On sait que le château et la forêt de Villers-Cotterets faisaient partie des apanages donnés par Louis XIV à son frère. Monsieur, lorsque le second fils d’Anne d’Autriche épousa la sœur du roi Charles II, madame Henriette d’Angleterre.

Quant aux deux mille quatre cents habitants, dont nous avons promis à nos lecteurs de leur dire un mot, c’étaient, comme dans toutes les localités où se trouvent réunis deux mille quatre cents individus, une RÉUNION :

1o De quelques nobles qui passaient leur été dans les châteaux environnants et leur hiver à Paris, et qui, pour singer le prince, n’avaient qu’un pied à terre à la ville.

2o De bon nombre de bourgeois qu’on voyait, quelque temps qu’il fît, sortir de leur maison un parapluie à la main pour aller faire après dîner leur promenade quotidienne, promenade régulièrement bornée à un large fossé séparant le parc de la forêt, situé à un quart de lieue de la ville, et que l’on appelait, sans doute à cause de l’exclamation que sa vue tirait des poitrines asthmatiques, satisfaites d’avoir, sans être trop essoufflées, parcouru un si long chemin, le Hala !
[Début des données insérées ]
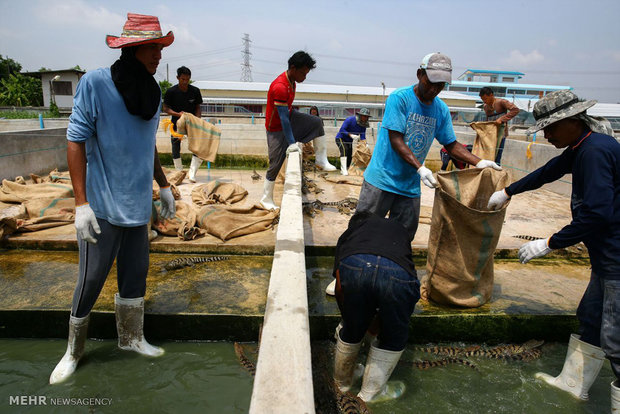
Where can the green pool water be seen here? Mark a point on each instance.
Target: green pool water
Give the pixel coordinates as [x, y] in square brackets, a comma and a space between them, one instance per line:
[206, 377]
3o D’une majorité d’artisans travaillant toute la semaine et ne se permettant que le dimanche la promenade dont leurs compatriotes, plus favorisés qu’eux par la fortune, jouissaient tous les jours.

4o Et enfin de quelques misérables prolétaires pour lesquels la semaine n’avait pas même de dimanche, et qui, après avoir travaillé six jours à la solde soit des nobles, soit des bourgeois, soit même des artisans, se répandaient le septième dans la futaie pour y glaner le bois mort ou brisé que l’orage, ce moissonneur des forêts pour qui les chênes sont des épis, jetait épars sur le sol sombre et humide des hautes futaies, magnifique apanage du prince.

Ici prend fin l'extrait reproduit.